The deputy Finance Minister, Kwaku Kwarteng said Tuesday that those criticizing efforts by government to rid the public payroll of “ghost names” are those inputting the said names in the system.

NAGRAT has been on a collision course with government following an announcement that teachers who defaulted in getting their biometric data captured by SSNIT would forfeit their salaries for April.

The Finance Minister, Ken Ofori Atta last week ordered the removal of about 26,589 names of public workers from the government’s payroll.

Those affected, according to him in a statement, have not been registered on the new SSNIT biometric system, despite several directives to do so.

As a result, payment of their salaries would be suspended indefinitely until they have completed their SSNIT re-registration – a move NAGRAT described as punitive.

But speaking on Morning Starr, Mr. Kwarteng said government will not back down from its campaign.

He said the people revolting against the move are doing so because they have entered illegitimate names into the government’s payroll system and that they are scared of being exposed hence the agitation.

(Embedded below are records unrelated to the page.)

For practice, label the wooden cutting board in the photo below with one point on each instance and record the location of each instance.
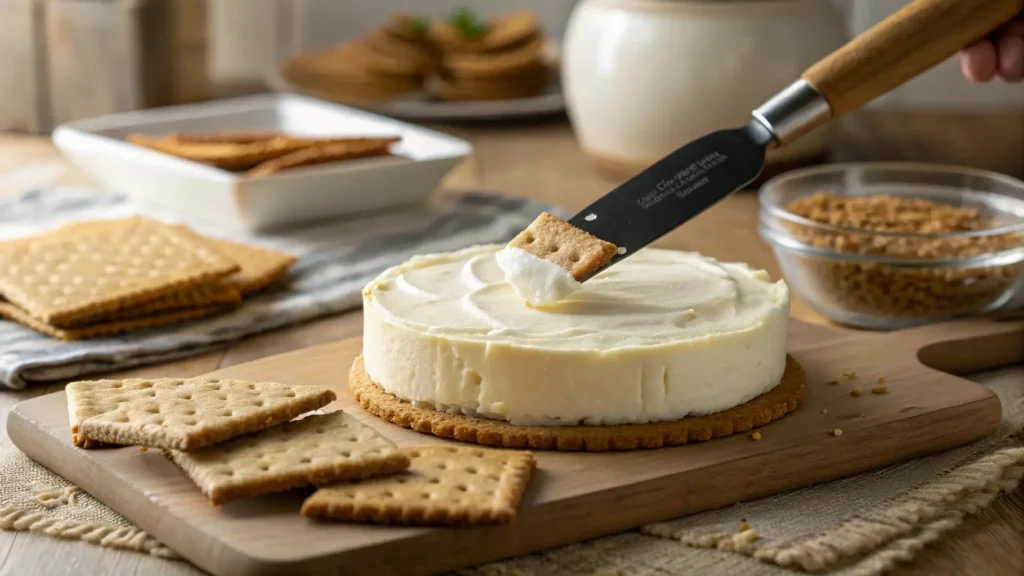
(573, 496)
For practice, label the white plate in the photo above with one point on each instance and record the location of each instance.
(193, 192)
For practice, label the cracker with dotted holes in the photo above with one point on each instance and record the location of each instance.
(215, 293)
(557, 241)
(109, 327)
(322, 154)
(445, 486)
(316, 450)
(183, 414)
(67, 276)
(258, 268)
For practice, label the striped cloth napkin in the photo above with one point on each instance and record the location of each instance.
(335, 261)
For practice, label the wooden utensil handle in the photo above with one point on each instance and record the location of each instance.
(905, 44)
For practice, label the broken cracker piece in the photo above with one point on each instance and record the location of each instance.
(316, 450)
(446, 485)
(183, 414)
(557, 241)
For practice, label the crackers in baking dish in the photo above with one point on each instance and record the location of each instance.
(262, 153)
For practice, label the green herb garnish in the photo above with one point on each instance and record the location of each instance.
(466, 23)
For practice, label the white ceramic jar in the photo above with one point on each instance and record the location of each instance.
(643, 77)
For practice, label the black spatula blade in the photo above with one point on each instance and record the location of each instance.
(676, 189)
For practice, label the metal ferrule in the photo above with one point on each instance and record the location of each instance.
(796, 111)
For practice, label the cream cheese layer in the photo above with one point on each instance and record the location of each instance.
(658, 336)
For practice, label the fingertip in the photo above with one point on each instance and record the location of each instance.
(979, 63)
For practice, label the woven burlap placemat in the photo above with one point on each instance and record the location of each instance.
(861, 525)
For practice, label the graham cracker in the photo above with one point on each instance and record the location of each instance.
(259, 266)
(109, 327)
(316, 450)
(770, 406)
(64, 277)
(183, 414)
(503, 32)
(229, 156)
(346, 85)
(409, 27)
(217, 294)
(557, 241)
(224, 136)
(420, 55)
(496, 65)
(257, 269)
(351, 150)
(523, 84)
(446, 486)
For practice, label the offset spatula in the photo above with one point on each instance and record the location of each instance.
(695, 176)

“This is how we have been running this country and we keep going down,” he bemoaned in an interaction with Morning Starr host, Francis Abban.

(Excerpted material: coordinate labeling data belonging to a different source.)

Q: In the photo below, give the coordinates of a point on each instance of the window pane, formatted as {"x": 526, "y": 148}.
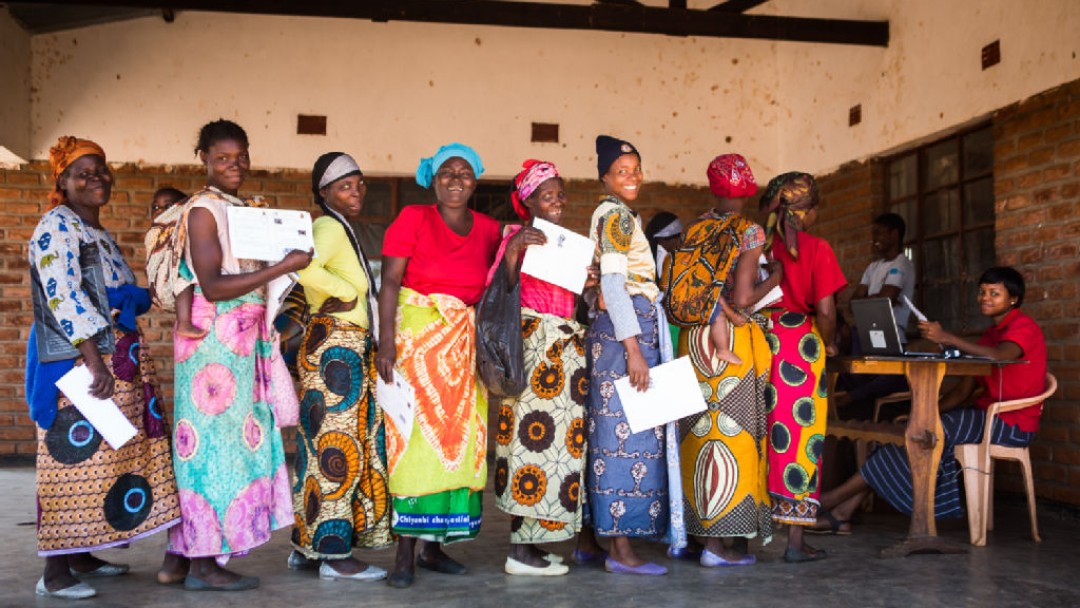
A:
{"x": 379, "y": 201}
{"x": 943, "y": 304}
{"x": 412, "y": 193}
{"x": 941, "y": 164}
{"x": 979, "y": 202}
{"x": 908, "y": 210}
{"x": 942, "y": 212}
{"x": 941, "y": 259}
{"x": 979, "y": 251}
{"x": 902, "y": 177}
{"x": 979, "y": 152}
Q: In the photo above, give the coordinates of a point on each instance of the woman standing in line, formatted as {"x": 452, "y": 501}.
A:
{"x": 232, "y": 389}
{"x": 540, "y": 444}
{"x": 434, "y": 265}
{"x": 626, "y": 475}
{"x": 804, "y": 323}
{"x": 339, "y": 497}
{"x": 724, "y": 448}
{"x": 91, "y": 496}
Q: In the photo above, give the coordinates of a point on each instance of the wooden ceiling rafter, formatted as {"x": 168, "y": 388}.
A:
{"x": 723, "y": 21}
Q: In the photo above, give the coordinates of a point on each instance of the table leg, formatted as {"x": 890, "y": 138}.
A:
{"x": 923, "y": 441}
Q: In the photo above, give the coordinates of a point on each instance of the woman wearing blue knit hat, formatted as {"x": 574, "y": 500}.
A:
{"x": 434, "y": 266}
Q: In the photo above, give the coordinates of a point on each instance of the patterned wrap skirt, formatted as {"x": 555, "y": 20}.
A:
{"x": 626, "y": 475}
{"x": 339, "y": 494}
{"x": 797, "y": 402}
{"x": 540, "y": 444}
{"x": 724, "y": 449}
{"x": 92, "y": 497}
{"x": 231, "y": 389}
{"x": 439, "y": 472}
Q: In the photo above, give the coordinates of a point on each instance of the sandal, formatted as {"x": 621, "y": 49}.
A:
{"x": 793, "y": 555}
{"x": 834, "y": 526}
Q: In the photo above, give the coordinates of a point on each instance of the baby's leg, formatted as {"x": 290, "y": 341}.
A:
{"x": 184, "y": 325}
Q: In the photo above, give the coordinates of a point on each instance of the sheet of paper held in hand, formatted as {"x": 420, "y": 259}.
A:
{"x": 918, "y": 313}
{"x": 397, "y": 400}
{"x": 268, "y": 234}
{"x": 563, "y": 260}
{"x": 673, "y": 393}
{"x": 104, "y": 415}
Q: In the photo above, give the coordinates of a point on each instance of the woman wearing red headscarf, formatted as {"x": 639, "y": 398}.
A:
{"x": 91, "y": 495}
{"x": 723, "y": 449}
{"x": 540, "y": 444}
{"x": 804, "y": 323}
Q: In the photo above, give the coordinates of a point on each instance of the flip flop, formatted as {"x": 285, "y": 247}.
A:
{"x": 834, "y": 526}
{"x": 796, "y": 555}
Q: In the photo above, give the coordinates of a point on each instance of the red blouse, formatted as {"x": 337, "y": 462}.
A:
{"x": 1020, "y": 380}
{"x": 810, "y": 278}
{"x": 441, "y": 260}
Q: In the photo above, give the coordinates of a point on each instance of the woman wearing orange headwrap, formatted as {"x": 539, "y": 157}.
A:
{"x": 91, "y": 495}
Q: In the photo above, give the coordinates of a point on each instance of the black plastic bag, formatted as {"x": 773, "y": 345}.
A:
{"x": 500, "y": 359}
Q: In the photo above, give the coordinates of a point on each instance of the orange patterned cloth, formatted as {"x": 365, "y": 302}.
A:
{"x": 436, "y": 352}
{"x": 66, "y": 151}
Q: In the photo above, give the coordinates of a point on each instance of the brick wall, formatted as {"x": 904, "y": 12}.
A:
{"x": 1037, "y": 197}
{"x": 23, "y": 196}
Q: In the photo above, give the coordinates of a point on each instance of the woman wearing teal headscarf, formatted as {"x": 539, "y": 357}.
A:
{"x": 434, "y": 266}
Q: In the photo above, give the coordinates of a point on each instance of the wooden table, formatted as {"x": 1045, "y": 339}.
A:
{"x": 922, "y": 438}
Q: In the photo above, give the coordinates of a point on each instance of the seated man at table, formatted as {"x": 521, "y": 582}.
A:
{"x": 1011, "y": 336}
{"x": 890, "y": 275}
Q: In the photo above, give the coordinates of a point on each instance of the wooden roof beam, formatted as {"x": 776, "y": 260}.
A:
{"x": 632, "y": 18}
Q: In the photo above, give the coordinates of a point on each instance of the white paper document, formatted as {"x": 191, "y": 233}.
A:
{"x": 918, "y": 313}
{"x": 397, "y": 400}
{"x": 104, "y": 415}
{"x": 673, "y": 393}
{"x": 268, "y": 234}
{"x": 563, "y": 260}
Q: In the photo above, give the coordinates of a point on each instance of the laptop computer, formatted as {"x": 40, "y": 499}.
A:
{"x": 878, "y": 334}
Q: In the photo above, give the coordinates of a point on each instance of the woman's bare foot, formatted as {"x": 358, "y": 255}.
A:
{"x": 189, "y": 330}
{"x": 174, "y": 569}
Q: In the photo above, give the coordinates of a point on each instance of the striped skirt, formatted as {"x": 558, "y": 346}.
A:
{"x": 889, "y": 473}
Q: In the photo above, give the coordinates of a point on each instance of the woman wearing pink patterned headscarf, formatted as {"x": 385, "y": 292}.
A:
{"x": 540, "y": 443}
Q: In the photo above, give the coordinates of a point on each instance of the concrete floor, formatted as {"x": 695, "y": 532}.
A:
{"x": 1010, "y": 571}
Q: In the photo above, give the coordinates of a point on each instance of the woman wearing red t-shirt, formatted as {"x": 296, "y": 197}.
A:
{"x": 1012, "y": 336}
{"x": 434, "y": 265}
{"x": 804, "y": 323}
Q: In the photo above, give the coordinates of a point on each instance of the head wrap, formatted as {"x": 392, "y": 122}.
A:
{"x": 532, "y": 175}
{"x": 730, "y": 177}
{"x": 608, "y": 150}
{"x": 787, "y": 199}
{"x": 426, "y": 172}
{"x": 328, "y": 169}
{"x": 66, "y": 151}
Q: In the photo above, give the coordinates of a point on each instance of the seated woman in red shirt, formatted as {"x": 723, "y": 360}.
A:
{"x": 1012, "y": 336}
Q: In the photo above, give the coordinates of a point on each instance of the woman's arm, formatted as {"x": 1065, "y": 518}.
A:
{"x": 206, "y": 261}
{"x": 825, "y": 315}
{"x": 747, "y": 289}
{"x": 1002, "y": 351}
{"x": 393, "y": 270}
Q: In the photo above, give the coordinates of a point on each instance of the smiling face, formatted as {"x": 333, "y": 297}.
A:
{"x": 227, "y": 164}
{"x": 455, "y": 183}
{"x": 995, "y": 300}
{"x": 624, "y": 177}
{"x": 88, "y": 183}
{"x": 548, "y": 200}
{"x": 346, "y": 196}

Gov’t deletes 26,589 names

Last week the Controller and Accountant General Department received an order from the Finance Minister to expunge 26, 589 names of public workers from the government’s payroll.

Those affected, the ministry clarified in a statement failed to biometrically register with SSNIT despite several directives to do so.

 

Ghosts at YEA

In that same week the management of the Youth Employment Agency (YEA) detected some 2,999 ghost names on the Agency’s payroll, saving the State about GHs1, 067,700 in the process.

A statement signed by the acting Deputy CEO of the Agency in Charge of Operations, Bashiru Ibrahim, explained that the said ghost names were detected after an audit revealed that payments were made to some beneficiaries with no work done.

“On the basis of these findings, management has commissioned the Internal Audit Agency to conduct a special audit into the operations of the agency. This has become necessary in order to provide a platform for the new administration to take measures to prevent the scandals that rocked the Agency in the past,” the statement said.